It’s no secret that I am continuously trying to lose weight. Not because I’m obese and may get contracted to do a cameo on the New Zoo Revue 2018 or anything like that. It’s that my family members have a tendency to be on the heavy side (hmm…maybe that’s why they’re all dead). Don’t get me wrong. I wouldn’t mind being a hippo or a cow (oops, gender change) if it wasn’t for the insects. I couldn’t live with flies and mosquitoes flying around me all the time. Ironically, some past ex-friends attracted bugs too but they were always full of s**t so that’s understandable. If you’re male, there’s a self-test you can take to know if you’re overweight or not: stand upright and look down. If you can’t see a trace of your private parts, it means your smelly jelly belly’s been too much at the deli. It also eliminates any chance of being a sex god contortionist unless you get hit by a 1970 bright yellow Pontiac Cutlass 442 at 180 miles an hour blasting late 70’s disco music while you’re waiting in line to ride Space Mountain . . . but that’s another story, darling. Chances are you will be mistaken for a human pretzel if this happens to you.
At this point, you may be laughing but, if you’re not, it’s probably because you’re condemning my style of writing. I am very conscious of sentence structures and topic continuity. I deliberately break the rules because . . . why shouldn’t I? The run-on sentence is an indication of something exceptionally outlandish. The constant change of topics is me telling my ADHD to do what it’s good at.
Now, back to the original topic . . .
Dieting is not easy. You get to say goodbye to all your favorite foods that would’ve eventually killed you. Walking a minimum of 12,000 steps a day is my routine for now. This is how I lost 47 lbs. last year. I gained all the weight back because I looked like a stick figure and dogs were persistently confusing me for canine calcium treats. Anyhow, it is challenging to walk this amount of steps a day. You must find ways to entertain yourself. I usually walk in parks or malls and avoid gyms because they are filled with flesh-eating bacteria. I want to lose weight but not by being swiftly consumed by ravenous micro-organisms. Walking in parks exposes you to the element of surprise. These constituents include the walking dead, wicked fowl, vagabonds urinating in public, flying scavengers, and an occasional sloth sitting on a bench with hundreds of copies of the latest Watchtower propaganda for your unanticipated excretory system malfunctions. I usually pick the mall for my walking.

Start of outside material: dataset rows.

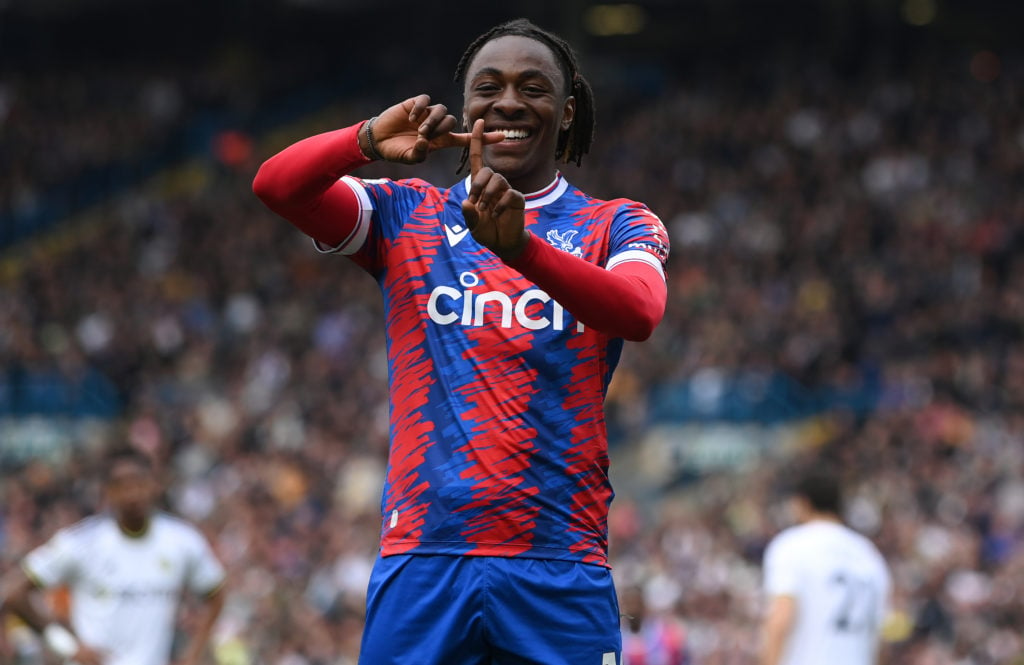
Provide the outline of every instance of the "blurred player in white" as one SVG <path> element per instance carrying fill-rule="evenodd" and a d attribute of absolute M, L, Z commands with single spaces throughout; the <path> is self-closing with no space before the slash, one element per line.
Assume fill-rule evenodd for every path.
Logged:
<path fill-rule="evenodd" d="M 205 599 L 181 665 L 196 665 L 224 604 L 224 568 L 191 524 L 156 510 L 149 458 L 111 454 L 104 469 L 109 512 L 57 531 L 5 580 L 3 609 L 43 636 L 65 662 L 167 665 L 182 594 Z M 59 623 L 40 590 L 66 586 L 70 626 Z"/>
<path fill-rule="evenodd" d="M 768 544 L 761 665 L 871 665 L 890 592 L 870 540 L 841 519 L 838 477 L 816 468 L 796 483 L 797 524 Z"/>

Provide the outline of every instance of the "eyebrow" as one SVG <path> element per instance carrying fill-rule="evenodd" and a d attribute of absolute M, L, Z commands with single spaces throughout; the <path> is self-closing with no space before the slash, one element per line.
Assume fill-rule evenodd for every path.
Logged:
<path fill-rule="evenodd" d="M 503 74 L 504 72 L 498 69 L 497 67 L 481 67 L 479 70 L 477 70 L 475 74 L 473 74 L 473 78 L 470 80 L 475 80 L 481 76 L 502 76 Z M 533 77 L 543 78 L 544 80 L 549 81 L 552 84 L 555 83 L 555 81 L 543 69 L 524 69 L 523 71 L 519 72 L 520 79 L 527 79 Z"/>

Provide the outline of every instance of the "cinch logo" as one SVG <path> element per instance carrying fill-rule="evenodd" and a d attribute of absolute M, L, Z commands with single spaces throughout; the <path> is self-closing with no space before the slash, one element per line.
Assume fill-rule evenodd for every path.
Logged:
<path fill-rule="evenodd" d="M 460 291 L 451 286 L 438 286 L 430 292 L 427 300 L 427 314 L 434 323 L 442 326 L 482 326 L 492 317 L 501 318 L 502 328 L 511 328 L 513 317 L 520 326 L 528 330 L 553 328 L 565 330 L 565 310 L 540 289 L 530 289 L 513 301 L 501 291 L 476 293 L 472 289 L 480 284 L 480 278 L 471 272 L 459 275 Z M 531 316 L 527 313 L 532 303 L 543 303 L 544 307 Z M 583 324 L 576 322 L 576 331 L 583 332 Z"/>

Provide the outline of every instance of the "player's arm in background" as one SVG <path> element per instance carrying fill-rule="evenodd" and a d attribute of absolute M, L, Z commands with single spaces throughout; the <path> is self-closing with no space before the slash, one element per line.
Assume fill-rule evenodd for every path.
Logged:
<path fill-rule="evenodd" d="M 46 646 L 63 660 L 80 665 L 102 665 L 101 654 L 75 635 L 71 626 L 57 620 L 40 597 L 44 585 L 27 570 L 11 570 L 0 586 L 0 616 L 11 613 L 43 638 Z"/>
<path fill-rule="evenodd" d="M 771 596 L 761 627 L 761 665 L 778 665 L 796 621 L 796 598 Z"/>
<path fill-rule="evenodd" d="M 764 552 L 764 594 L 768 601 L 761 623 L 760 665 L 778 665 L 793 633 L 797 612 L 800 570 L 792 556 L 792 540 L 776 536 Z"/>
<path fill-rule="evenodd" d="M 187 538 L 190 554 L 186 584 L 192 593 L 202 598 L 203 606 L 179 665 L 198 665 L 202 662 L 213 628 L 224 609 L 227 573 L 214 554 L 210 542 L 198 529 L 190 531 Z"/>
<path fill-rule="evenodd" d="M 894 608 L 893 599 L 893 587 L 892 587 L 892 572 L 889 570 L 889 564 L 882 556 L 881 552 L 876 550 L 878 556 L 878 575 L 879 582 L 881 585 L 881 593 L 878 594 L 878 610 L 877 610 L 877 623 L 875 625 L 876 634 L 878 635 L 877 643 L 875 644 L 875 665 L 881 665 L 883 657 L 882 645 L 885 641 L 885 628 Z"/>
<path fill-rule="evenodd" d="M 188 647 L 179 661 L 180 665 L 197 665 L 202 662 L 203 654 L 210 643 L 210 636 L 213 634 L 213 627 L 224 609 L 226 596 L 223 584 L 203 596 L 202 616 L 196 623 L 195 632 L 189 636 Z"/>

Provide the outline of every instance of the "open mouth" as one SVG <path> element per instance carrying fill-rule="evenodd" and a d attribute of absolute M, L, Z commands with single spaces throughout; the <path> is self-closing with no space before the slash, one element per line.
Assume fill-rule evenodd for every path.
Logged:
<path fill-rule="evenodd" d="M 505 142 L 506 143 L 515 143 L 516 141 L 525 141 L 526 139 L 530 138 L 530 136 L 533 135 L 533 132 L 531 132 L 529 129 L 499 128 L 499 129 L 493 129 L 493 130 L 488 130 L 488 131 L 502 132 L 503 134 L 505 134 Z"/>

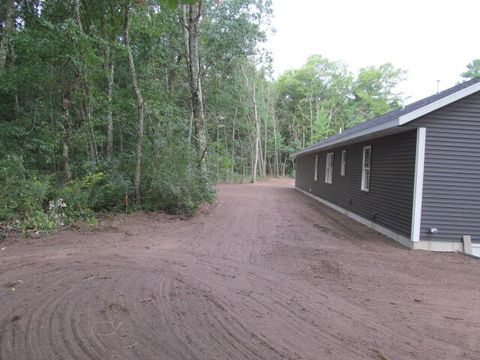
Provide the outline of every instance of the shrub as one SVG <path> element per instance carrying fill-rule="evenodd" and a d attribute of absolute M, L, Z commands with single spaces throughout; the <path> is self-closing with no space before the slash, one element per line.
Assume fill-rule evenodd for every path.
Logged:
<path fill-rule="evenodd" d="M 164 210 L 172 214 L 193 215 L 203 202 L 212 201 L 215 191 L 190 161 L 185 144 L 169 144 L 161 152 L 146 152 L 143 170 L 145 210 Z"/>
<path fill-rule="evenodd" d="M 131 183 L 120 174 L 95 172 L 66 183 L 58 192 L 68 205 L 69 219 L 93 221 L 95 211 L 123 208 Z"/>
<path fill-rule="evenodd" d="M 20 157 L 0 160 L 0 221 L 15 218 L 21 212 L 24 183 L 25 169 Z"/>
<path fill-rule="evenodd" d="M 67 205 L 63 199 L 51 200 L 46 211 L 36 210 L 28 214 L 21 223 L 24 230 L 54 230 L 66 225 L 68 218 L 66 215 Z"/>

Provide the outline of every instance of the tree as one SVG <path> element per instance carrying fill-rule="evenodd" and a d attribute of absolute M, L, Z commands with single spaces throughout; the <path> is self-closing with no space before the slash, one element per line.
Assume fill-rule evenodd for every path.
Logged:
<path fill-rule="evenodd" d="M 461 74 L 465 80 L 470 80 L 480 76 L 480 59 L 475 59 L 467 65 L 467 71 Z"/>
<path fill-rule="evenodd" d="M 13 48 L 10 43 L 15 29 L 15 1 L 5 0 L 4 2 L 5 25 L 0 39 L 0 69 L 5 66 L 7 59 L 13 57 Z"/>
<path fill-rule="evenodd" d="M 142 176 L 142 147 L 143 147 L 143 123 L 145 117 L 145 103 L 143 101 L 142 91 L 138 86 L 137 70 L 133 60 L 132 48 L 130 45 L 130 4 L 125 7 L 125 48 L 128 55 L 128 65 L 130 67 L 130 75 L 132 77 L 132 86 L 135 92 L 135 100 L 137 102 L 137 140 L 135 145 L 135 201 L 138 207 L 142 206 L 141 196 L 141 176 Z"/>
<path fill-rule="evenodd" d="M 402 95 L 395 91 L 405 72 L 392 64 L 360 69 L 353 84 L 353 111 L 349 125 L 384 114 L 402 104 Z"/>
<path fill-rule="evenodd" d="M 203 2 L 186 5 L 185 27 L 187 44 L 187 66 L 192 97 L 192 113 L 195 121 L 198 166 L 206 173 L 205 156 L 207 138 L 205 133 L 205 112 L 203 106 L 202 79 L 200 73 L 199 26 L 202 18 Z"/>
<path fill-rule="evenodd" d="M 275 83 L 283 148 L 298 150 L 401 106 L 396 87 L 403 75 L 384 64 L 363 68 L 355 77 L 342 62 L 309 57 Z"/>

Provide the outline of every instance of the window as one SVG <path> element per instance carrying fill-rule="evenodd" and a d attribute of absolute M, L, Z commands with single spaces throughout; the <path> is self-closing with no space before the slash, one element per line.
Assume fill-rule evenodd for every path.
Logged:
<path fill-rule="evenodd" d="M 315 169 L 313 173 L 313 180 L 317 181 L 318 180 L 318 155 L 315 155 Z"/>
<path fill-rule="evenodd" d="M 325 182 L 331 184 L 333 182 L 333 153 L 327 154 L 325 163 Z"/>
<path fill-rule="evenodd" d="M 347 150 L 342 151 L 342 166 L 340 167 L 340 176 L 345 176 L 347 169 Z"/>
<path fill-rule="evenodd" d="M 372 147 L 363 147 L 363 160 L 362 160 L 362 191 L 370 191 L 370 166 L 372 158 Z"/>

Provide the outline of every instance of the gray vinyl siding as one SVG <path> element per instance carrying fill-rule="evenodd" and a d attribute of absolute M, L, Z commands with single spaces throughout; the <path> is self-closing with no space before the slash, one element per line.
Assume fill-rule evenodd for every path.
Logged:
<path fill-rule="evenodd" d="M 370 191 L 361 191 L 363 146 L 372 146 Z M 346 176 L 340 176 L 347 150 Z M 357 215 L 410 237 L 416 130 L 337 147 L 296 159 L 295 185 Z M 333 184 L 325 183 L 326 154 L 334 152 Z M 318 181 L 314 181 L 319 155 Z"/>
<path fill-rule="evenodd" d="M 427 128 L 420 238 L 461 241 L 465 234 L 480 242 L 480 93 L 409 127 Z"/>

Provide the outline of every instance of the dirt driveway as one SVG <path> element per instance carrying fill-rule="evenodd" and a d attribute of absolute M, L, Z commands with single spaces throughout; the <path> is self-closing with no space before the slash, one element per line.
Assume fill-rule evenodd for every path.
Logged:
<path fill-rule="evenodd" d="M 295 191 L 0 243 L 0 359 L 480 359 L 480 262 Z"/>

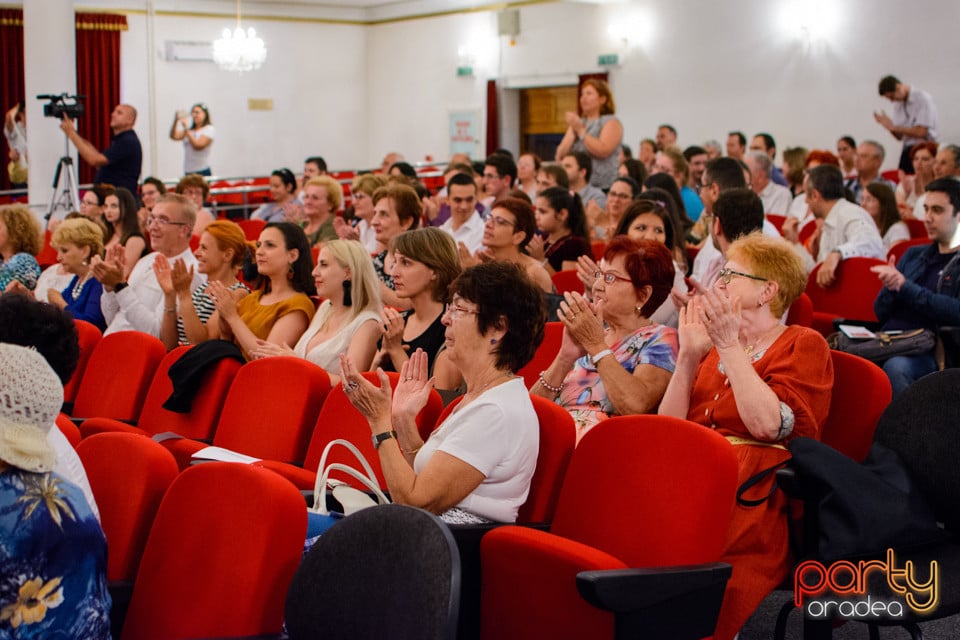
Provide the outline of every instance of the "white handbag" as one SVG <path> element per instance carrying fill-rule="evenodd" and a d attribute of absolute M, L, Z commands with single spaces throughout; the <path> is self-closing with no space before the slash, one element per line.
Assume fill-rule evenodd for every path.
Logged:
<path fill-rule="evenodd" d="M 340 462 L 331 462 L 327 464 L 327 455 L 329 455 L 330 450 L 334 446 L 340 445 L 349 449 L 354 457 L 360 461 L 360 465 L 363 467 L 363 472 L 357 471 L 353 467 L 347 466 Z M 331 479 L 331 471 L 341 471 L 347 475 L 355 478 L 363 486 L 369 489 L 376 500 L 370 497 L 369 494 L 355 489 L 348 485 L 345 482 L 340 480 Z M 323 454 L 320 456 L 320 464 L 317 467 L 317 480 L 313 485 L 313 506 L 310 508 L 314 513 L 320 515 L 331 515 L 330 511 L 327 509 L 327 490 L 332 491 L 333 497 L 337 499 L 341 505 L 343 505 L 343 515 L 348 516 L 352 513 L 356 513 L 361 509 L 366 509 L 367 507 L 373 507 L 378 504 L 390 504 L 390 499 L 380 490 L 380 485 L 377 482 L 377 476 L 373 472 L 373 468 L 370 466 L 370 463 L 367 462 L 367 459 L 363 457 L 363 454 L 360 453 L 360 450 L 357 449 L 354 444 L 348 440 L 338 439 L 331 440 L 326 447 L 323 449 Z M 338 514 L 335 514 L 338 515 Z"/>

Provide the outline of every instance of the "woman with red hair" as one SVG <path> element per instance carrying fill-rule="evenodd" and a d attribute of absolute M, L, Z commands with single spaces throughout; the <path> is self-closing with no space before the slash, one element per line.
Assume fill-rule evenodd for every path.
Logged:
<path fill-rule="evenodd" d="M 580 85 L 580 112 L 568 111 L 567 133 L 557 147 L 556 161 L 572 151 L 585 151 L 593 160 L 590 184 L 609 189 L 620 168 L 620 144 L 623 125 L 613 115 L 617 108 L 610 85 L 604 80 L 590 78 Z"/>
<path fill-rule="evenodd" d="M 895 192 L 900 215 L 911 215 L 923 219 L 923 202 L 920 197 L 927 190 L 927 184 L 936 177 L 933 175 L 933 159 L 937 157 L 936 142 L 920 142 L 910 149 L 910 161 L 913 163 L 913 175 L 902 175 Z M 920 201 L 918 209 L 917 202 Z"/>

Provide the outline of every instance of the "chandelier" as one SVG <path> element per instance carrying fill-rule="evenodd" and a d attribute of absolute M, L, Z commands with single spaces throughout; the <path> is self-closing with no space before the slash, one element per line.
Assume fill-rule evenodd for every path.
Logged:
<path fill-rule="evenodd" d="M 223 30 L 223 37 L 213 43 L 213 61 L 224 71 L 252 71 L 267 59 L 267 48 L 253 27 L 240 26 L 240 0 L 237 0 L 237 27 Z"/>

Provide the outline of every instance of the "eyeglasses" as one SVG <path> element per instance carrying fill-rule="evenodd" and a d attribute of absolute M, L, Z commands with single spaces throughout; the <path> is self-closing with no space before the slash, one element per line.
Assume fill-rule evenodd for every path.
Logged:
<path fill-rule="evenodd" d="M 474 309 L 466 309 L 461 307 L 458 304 L 447 304 L 443 307 L 443 315 L 449 315 L 452 320 L 459 320 L 464 316 L 464 314 L 478 314 L 480 311 Z"/>
<path fill-rule="evenodd" d="M 734 271 L 733 269 L 721 269 L 720 273 L 717 274 L 717 278 L 720 282 L 727 285 L 730 284 L 730 281 L 733 280 L 733 276 L 740 276 L 741 278 L 750 278 L 751 280 L 757 280 L 759 282 L 767 282 L 766 278 L 761 278 L 760 276 L 752 276 L 749 273 L 743 273 L 742 271 Z"/>
<path fill-rule="evenodd" d="M 613 284 L 613 283 L 616 282 L 617 280 L 623 280 L 624 282 L 633 283 L 633 280 L 631 280 L 630 278 L 624 278 L 623 276 L 618 276 L 617 274 L 615 274 L 615 273 L 612 272 L 612 271 L 607 271 L 606 273 L 604 273 L 603 271 L 600 271 L 599 269 L 597 269 L 596 271 L 593 272 L 593 278 L 594 278 L 595 280 L 599 280 L 599 279 L 603 278 L 603 281 L 606 282 L 607 284 Z"/>
<path fill-rule="evenodd" d="M 164 226 L 164 227 L 167 227 L 167 226 L 170 226 L 170 225 L 174 225 L 174 226 L 177 226 L 177 227 L 185 227 L 185 226 L 187 226 L 187 223 L 186 223 L 186 222 L 174 222 L 173 220 L 167 220 L 166 218 L 156 218 L 156 217 L 154 217 L 154 216 L 147 216 L 147 226 L 148 226 L 148 227 L 149 227 L 150 225 L 152 225 L 154 222 L 156 222 L 157 224 L 159 224 L 159 225 L 161 225 L 161 226 Z"/>
<path fill-rule="evenodd" d="M 621 193 L 619 191 L 610 191 L 607 193 L 608 198 L 619 198 L 620 200 L 631 200 L 633 195 L 630 193 Z"/>
<path fill-rule="evenodd" d="M 487 222 L 492 222 L 494 225 L 496 225 L 496 226 L 498 226 L 498 227 L 515 227 L 515 226 L 517 226 L 517 223 L 516 223 L 516 222 L 511 222 L 510 220 L 507 220 L 506 218 L 501 218 L 500 216 L 490 216 L 489 218 L 487 218 Z"/>

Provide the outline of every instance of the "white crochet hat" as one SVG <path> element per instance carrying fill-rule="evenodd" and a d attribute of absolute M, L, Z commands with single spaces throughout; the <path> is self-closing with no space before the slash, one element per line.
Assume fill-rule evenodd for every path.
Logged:
<path fill-rule="evenodd" d="M 55 456 L 47 442 L 63 404 L 63 385 L 34 349 L 0 344 L 0 460 L 45 473 Z"/>

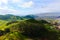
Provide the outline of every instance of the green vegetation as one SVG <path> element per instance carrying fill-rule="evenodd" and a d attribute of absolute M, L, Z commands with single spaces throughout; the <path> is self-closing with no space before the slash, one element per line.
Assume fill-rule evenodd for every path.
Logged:
<path fill-rule="evenodd" d="M 15 16 L 11 14 L 7 15 L 0 15 L 0 20 L 7 20 L 7 21 L 16 21 L 16 20 L 23 20 L 24 18 L 20 16 Z"/>
<path fill-rule="evenodd" d="M 0 40 L 60 40 L 60 30 L 45 20 L 0 20 Z"/>

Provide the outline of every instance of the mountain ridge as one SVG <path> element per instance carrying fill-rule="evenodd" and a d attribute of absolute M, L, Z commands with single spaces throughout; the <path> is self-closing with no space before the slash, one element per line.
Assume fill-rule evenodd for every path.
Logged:
<path fill-rule="evenodd" d="M 60 18 L 60 13 L 41 13 L 41 14 L 31 14 L 26 16 L 17 16 L 12 14 L 0 15 L 0 20 L 23 20 L 23 19 L 35 19 L 35 18 Z"/>

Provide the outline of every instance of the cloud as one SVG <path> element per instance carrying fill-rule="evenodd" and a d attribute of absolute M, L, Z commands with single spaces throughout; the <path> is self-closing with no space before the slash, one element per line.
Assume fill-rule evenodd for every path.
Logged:
<path fill-rule="evenodd" d="M 44 4 L 43 7 L 38 7 L 33 10 L 34 13 L 49 13 L 60 12 L 60 1 L 54 1 L 52 3 Z"/>
<path fill-rule="evenodd" d="M 21 0 L 12 0 L 13 3 L 18 3 L 20 2 Z"/>
<path fill-rule="evenodd" d="M 22 5 L 19 5 L 22 8 L 30 8 L 33 6 L 33 1 L 29 1 L 29 2 L 24 2 Z"/>
<path fill-rule="evenodd" d="M 60 12 L 60 0 L 0 0 L 0 14 Z"/>
<path fill-rule="evenodd" d="M 1 3 L 7 4 L 8 3 L 8 0 L 0 0 L 0 4 Z"/>
<path fill-rule="evenodd" d="M 18 10 L 9 9 L 8 7 L 0 7 L 0 14 L 17 14 Z"/>
<path fill-rule="evenodd" d="M 12 5 L 10 5 L 10 7 L 8 7 L 9 3 L 8 2 L 19 2 L 18 0 L 0 0 L 0 14 L 18 14 L 20 11 L 19 10 L 15 10 L 12 7 Z"/>
<path fill-rule="evenodd" d="M 21 2 L 21 3 L 19 3 Z M 33 1 L 22 1 L 22 0 L 0 0 L 0 14 L 15 14 L 15 15 L 22 15 L 25 13 L 31 13 L 30 10 L 26 10 L 26 8 L 30 8 L 33 6 L 34 2 Z M 16 4 L 16 6 L 15 6 Z M 18 6 L 21 9 L 18 9 Z M 11 8 L 12 7 L 12 8 Z M 16 9 L 15 9 L 16 8 Z M 22 10 L 22 8 L 25 8 L 25 10 Z"/>

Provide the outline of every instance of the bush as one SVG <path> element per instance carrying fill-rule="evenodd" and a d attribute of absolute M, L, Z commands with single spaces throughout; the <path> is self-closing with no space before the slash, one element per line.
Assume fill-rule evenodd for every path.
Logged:
<path fill-rule="evenodd" d="M 0 30 L 0 36 L 4 35 L 4 31 Z"/>

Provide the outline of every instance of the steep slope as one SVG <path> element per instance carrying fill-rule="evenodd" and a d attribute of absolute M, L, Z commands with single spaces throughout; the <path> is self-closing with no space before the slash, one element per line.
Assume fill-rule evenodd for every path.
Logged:
<path fill-rule="evenodd" d="M 8 25 L 7 25 L 8 24 Z M 7 22 L 4 27 L 0 29 L 1 40 L 26 40 L 29 38 L 49 38 L 55 39 L 55 27 L 45 20 L 37 21 L 35 19 L 28 19 L 16 22 Z M 47 35 L 48 34 L 48 35 Z M 13 38 L 14 37 L 14 38 Z M 50 37 L 54 37 L 51 39 Z"/>

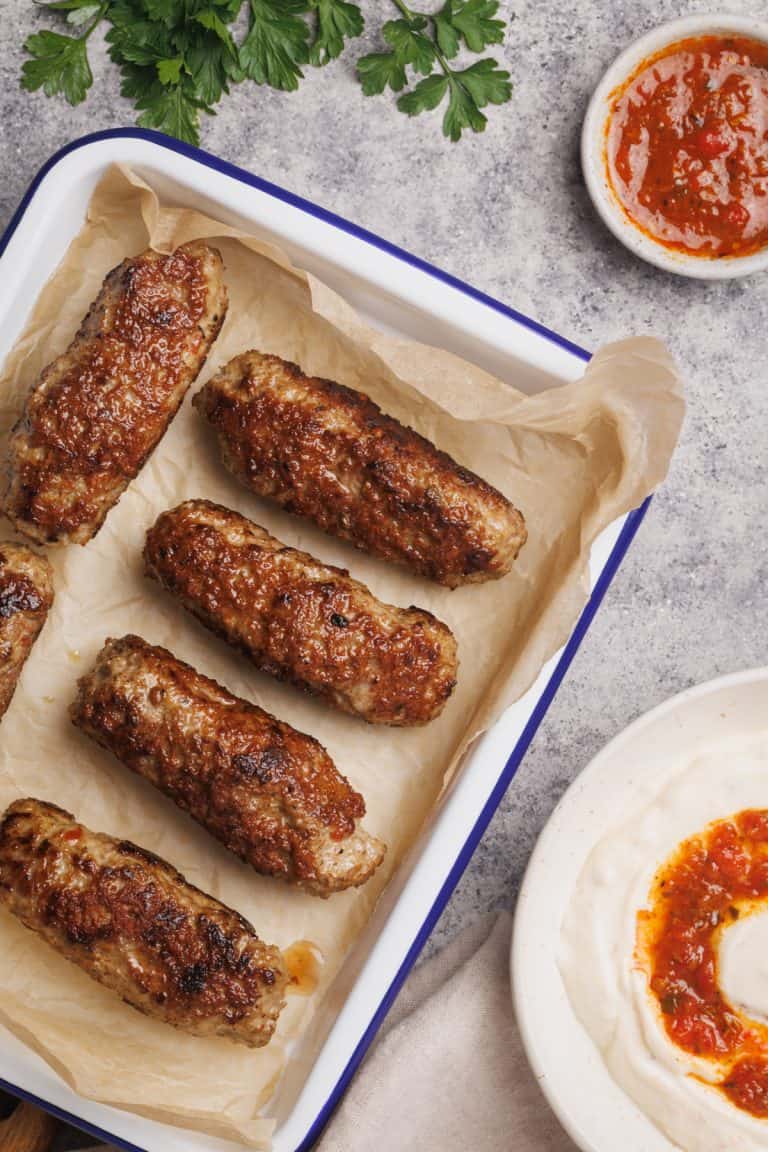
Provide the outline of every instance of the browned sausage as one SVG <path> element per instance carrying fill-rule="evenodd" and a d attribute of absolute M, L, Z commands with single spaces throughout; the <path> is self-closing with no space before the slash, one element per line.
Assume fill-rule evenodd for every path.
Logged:
<path fill-rule="evenodd" d="M 164 512 L 144 559 L 257 668 L 372 724 L 425 724 L 456 683 L 456 641 L 431 613 L 382 604 L 344 569 L 219 504 Z"/>
<path fill-rule="evenodd" d="M 40 543 L 86 544 L 157 447 L 227 310 L 219 253 L 148 249 L 109 273 L 11 434 L 6 516 Z"/>
<path fill-rule="evenodd" d="M 368 396 L 245 352 L 195 396 L 226 467 L 324 532 L 440 584 L 495 580 L 526 540 L 520 512 Z"/>
<path fill-rule="evenodd" d="M 0 904 L 147 1016 L 252 1048 L 274 1032 L 287 984 L 279 949 L 164 860 L 54 804 L 6 809 Z"/>
<path fill-rule="evenodd" d="M 0 543 L 0 717 L 53 604 L 53 573 L 22 544 Z"/>
<path fill-rule="evenodd" d="M 139 636 L 109 640 L 72 720 L 258 872 L 318 896 L 363 884 L 384 845 L 317 740 Z"/>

At an outdoor mall, you get to see the weekly sales on the window panes as sweat drips into your soon bloodshot eyes. Even this becomes boring after a while especially since I walk at sunrise when there are no shoppers, the stores are still closed, the security guard is sleeping somewhere undetectable or watching porn on his cellphone, and a relative of that damn park sloth is slowly decomposing on the one bench in the entire mall still waiting for unsuspecting victims. It did not take long to come up with a solution to the monotony. I set my mind to “juvenile” and downloaded Pokemon Go! I, now, walk with my friends Pikachu, Snorlax, Squitle, and Jynx even though Jynx reminds me of my first wife at times. This may sound exceptionally senseless but it gets the job done. I am not self-conscious of my environment, the now-rising grueling sunrays, the oceans of sweat, or even the baby Cthulhu which jumped on my head while walking next to the mall’s gigantic pond.
I don’t know how successful I will be with the diet this time around. Perhaps I should cut down on the pumpkin coffee creamer (Wal-Mart carries it year-round!) or the strawberry shortcake cookies baked by elves who do not participate on Pokemon Go! and are intimate friends of Lee the Tree. If all fails, I can always pick up some copies of the Watchtower from the floor and not leave the mall until I re-distribute them to shoppers not fans of Camus or Sartre. I’m bound to have shed, at least, 93 pounds by the time I get rid of them . . . or . . . baby Cthulhu became hungry and made me into a pile of bones which will trigger the damn dogs to come after me again.